Sen. Nicholas Scutari (D-Union), the bill’s lead sponsor, called Monday’s signing “a new era of social justice.”
“Today, we’re taking a monumental step forward to reduce racial disparities in our criminal justice system, while building a promising new industry and standing on the right side of history,” Murphy said.
To do that, a new Cannabis Regulatory Commission will now be impaneled with broad oversight powers. It will create and enforce statutes that will govern the state’s marijuana marketplace. Those regulations will be required to be drawn up within six months. The commission will determine the amount of the taxes and fees imposed, while trying to make legal cannabis affordable and preferable over the illicit market. It will decide who will be granted the various licenses required to grow, develop and sell marijuana.

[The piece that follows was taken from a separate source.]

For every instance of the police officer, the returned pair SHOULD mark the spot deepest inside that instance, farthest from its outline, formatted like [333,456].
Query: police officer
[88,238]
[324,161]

The new law requires that certain minority communities — those that have been most wounded by an ill-conceived and unjust war on drugs — receive preferential treatment with both tax revenue and licenses. They include some of the state’s largest cities, like Newark, New Brunswick and Jersey City as well as smaller ones like Salem City and Bridgeton in South Jersey.
But the commission will have to avoid the fate of the current medical marijuana industry, which is predominately run by large, white, out-of-state, vertically integrated corporations that charge twice the price of the black market.
The new law hopes to avoid that fate by eventually issuing “micro-permits” intended to provide opportunities for hundreds, if not thousands, of small businesses to participate in the industry.